Import the libraries

In [2]:
# Import the libararies
import pandas as pd
from pyspark.sql import SparkSession
from sklearn.datasets import load_iris

Load the dataset

In [3]:
# Load the iris dataset using pandas
iris_pandas = pd.read_csv('../data/sample_null.csv')
print(type(iris_pandas))
iris_pandas.head()

<class 'pandas.core.frame.DataFrame'>


Unnamed: 0,Name,age,Experience,Salary
0,Krish,31.0,10.0,30000.0
1,Sudhanshu,30.0,8.0,25000.0
2,Sunny,29.0,4.0,20000.0
3,Paul,24.0,3.0,20000.0
4,Harsha,21.0,1.0,15000.0


In [4]:
# Load the iris dataset using pyspark
spark = SparkSession.builder.appName('Practice').getOrCreate()
iris_spark = spark.read.csv('../data/sample_null.csv', header=True, inferSchema=True)
print(type(iris_spark))
iris_spark.show(5)

Setting default log level to "WARN".
To adjust logging level use sc.setLogLevel(newLevel). For SparkR, use setLogLevel(newLevel).
25/03/19 08:22:09 WARN NativeCodeLoader: Unable to load native-hadoop library for your platform... using builtin-java classes where applicable


<class 'pyspark.sql.dataframe.DataFrame'>
+---------+---+----------+------+
|     Name|age|Experience|Salary|
+---------+---+----------+------+
|    Krish| 31|        10| 30000|
|Sudhanshu| 30|         8| 25000|
|    Sunny| 29|         4| 20000|
|     Paul| 24|         3| 20000|
|   Harsha| 21|         1| 15000|
+---------+---+----------+------+
only showing top 5 rows



Get the schema of dataframe

In [5]:
iris_spark.printSchema()

root
 |-- Name: string (nullable = true)
 |-- age: integer (nullable = true)
 |-- Experience: integer (nullable = true)
 |-- Salary: integer (nullable = true)



In [6]:
iris_spark.dtypes

[('Name', 'string'), ('age', 'int'), ('Experience', 'int'), ('Salary', 'int')]

In [7]:
iris_spark.describe().show()

25/03/19 08:22:13 WARN SparkStringUtils: Truncated the string representation of a plan since it was too large. This behavior can be adjusted by setting 'spark.sql.debug.maxToStringFields'.

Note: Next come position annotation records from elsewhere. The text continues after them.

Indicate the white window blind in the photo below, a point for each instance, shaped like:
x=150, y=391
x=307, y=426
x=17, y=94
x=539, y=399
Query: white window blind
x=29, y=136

+-------+------+------------------+------------------+-----------------+
|summary|  Name|               age|        Experience|           Salary|
+-------+------+------------------+------------------+-----------------+
|  count|     7|                 8|                 7|                8|
|   mean|  NULL|              28.5| 5.428571428571429|          25750.0|
| stddev|  NULL|5.3718844791323335|3.8234863173611093|9361.776388210581|
|    min|Harsha|                21|                 1|            15000|
|    max| Sunny|                36|                10|            40000|
+-------+------+------------------+------------------+-----------------+



Slicing by column

In [8]:
iris_spark.select(['Name', 'Age']).show(5)

+---------+---+
|     Name|Age|
+---------+---+
|    Krish| 31|
|Sudhanshu| 30|
|    Sunny| 29|
|     Paul| 24|
|   Harsha| 21|
+---------+---+
only showing top 5 rows



Add new column

In [9]:
iris_spark_filtered = iris_spark.withColumn('age_squared', iris_spark['Age'] ** 2)
iris_spark_filtered.show(5)

+---------+---+----------+------+-----------+
|     Name|age|Experience|Salary|age_squared|
+---------+---+----------+------+-----------+
|    Krish| 31|        10| 30000|      961.0|
|Sudhanshu| 30|         8| 25000|      900.0|
|    Sunny| 29|         4| 20000|      841.0|
|     Paul| 24|         3| 20000|      576.0|
|   Harsha| 21|         1| 15000|      441.0|
+---------+---+----------+------+-----------+
only showing top 5 rows



Drop existing column

In [10]:
iris_spark_filtered.drop('age_squared').show(5)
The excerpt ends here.